Sobota 13 lutego 2016 Wielu z nas dzisiaj nie modli się. A jeśli już, to z niechęcią lub z jakimś przymusem, z przekonaniem, że Bóg wymaga od nas słów (pacierza, różańca, litanii).
Bardzo wiele o modlitwie nauczyłem się od drzew i wiem, że modlitwa jest jak drzewo. Drzewo rośnie wzwyż, w górę, to jest pierwszy wymiar modlitwy. Drzewo, dalej, nieustannie wrasta w ziemię, rozkorzenia się. Tak jakby od wzrostu w górę nabierało mocy do wkorzeniania się. A trzeci wymiar modlitwy to rozgałęzienie, na podobieństwo drzew, rozpostarcie ramion na wszystkie strony, objęcie wszystkich.
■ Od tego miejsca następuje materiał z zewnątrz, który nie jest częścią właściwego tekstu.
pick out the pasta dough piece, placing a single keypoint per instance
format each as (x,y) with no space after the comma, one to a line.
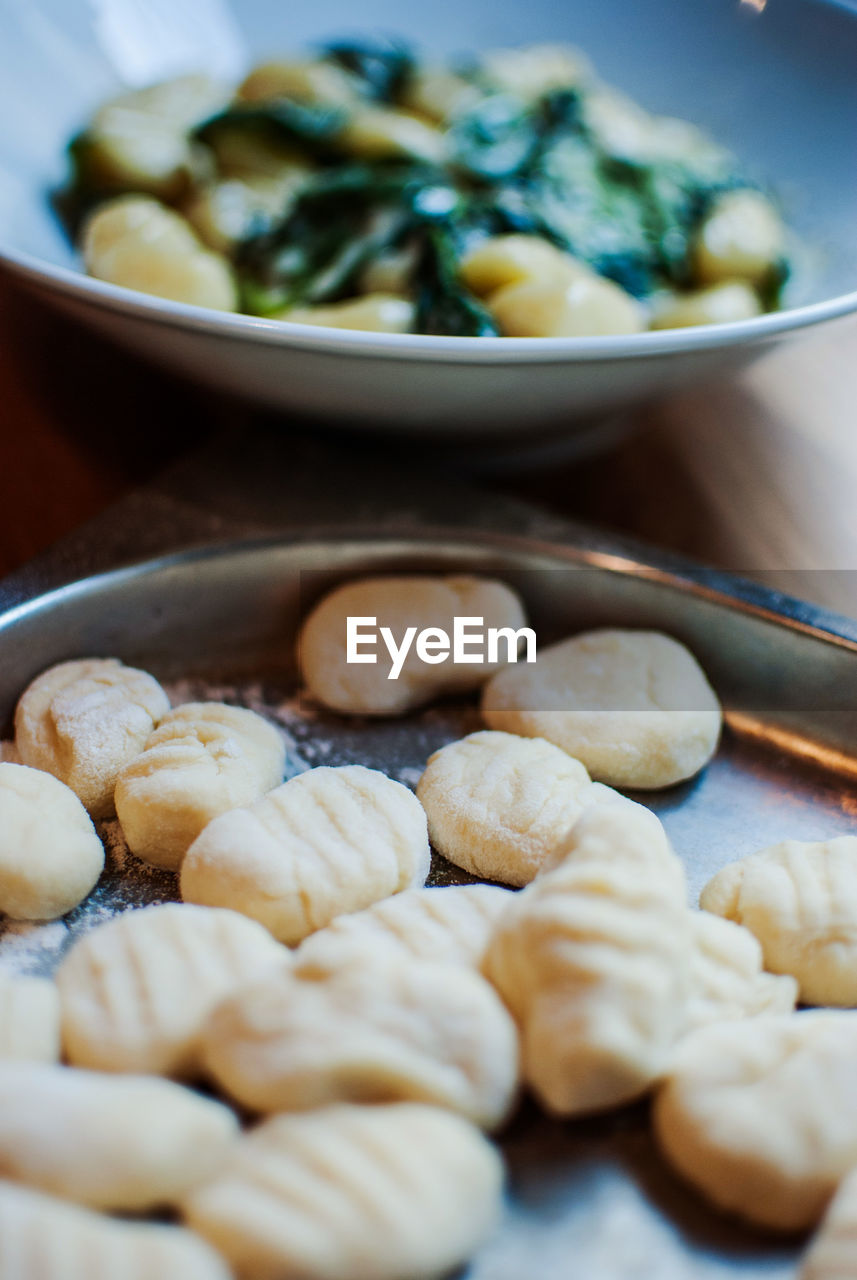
(399,603)
(384,1192)
(452,924)
(633,707)
(50,855)
(760,1115)
(591,959)
(115,1142)
(85,721)
(204,759)
(727,976)
(328,841)
(42,1238)
(30,1019)
(801,903)
(833,1253)
(499,804)
(367,1032)
(138,991)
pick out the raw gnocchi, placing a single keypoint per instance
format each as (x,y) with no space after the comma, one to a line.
(42,1238)
(50,855)
(201,760)
(499,804)
(635,707)
(591,959)
(328,841)
(384,1192)
(137,992)
(367,1032)
(800,900)
(398,603)
(760,1115)
(114,1142)
(85,721)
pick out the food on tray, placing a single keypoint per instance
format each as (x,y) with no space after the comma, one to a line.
(328,841)
(801,903)
(85,721)
(138,991)
(408,608)
(727,974)
(592,961)
(761,1114)
(509,193)
(201,760)
(384,1192)
(635,707)
(30,1020)
(450,923)
(499,804)
(44,1238)
(367,1031)
(117,1142)
(50,855)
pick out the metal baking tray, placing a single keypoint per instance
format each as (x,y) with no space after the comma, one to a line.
(589,1200)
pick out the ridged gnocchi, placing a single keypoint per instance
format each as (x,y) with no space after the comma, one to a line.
(83,721)
(50,855)
(635,707)
(384,1192)
(328,841)
(137,992)
(367,1032)
(201,760)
Zatem modlitwa to trzy proste rzeczy, pierwsza – spoglądanie wzwyż, ku Bogu. Druga, to jak najmocniejsze wrastanie w sprawy ziemi, w nasze zwykłe ludzkie dzieła, w działanie i sen, w czucie gruntu pod nogami. I trzecia, to radosne rozpostarcie ramion na wszystkich ludzi, z którymi idziemy przez życie, po to, aby ich przygarnąć.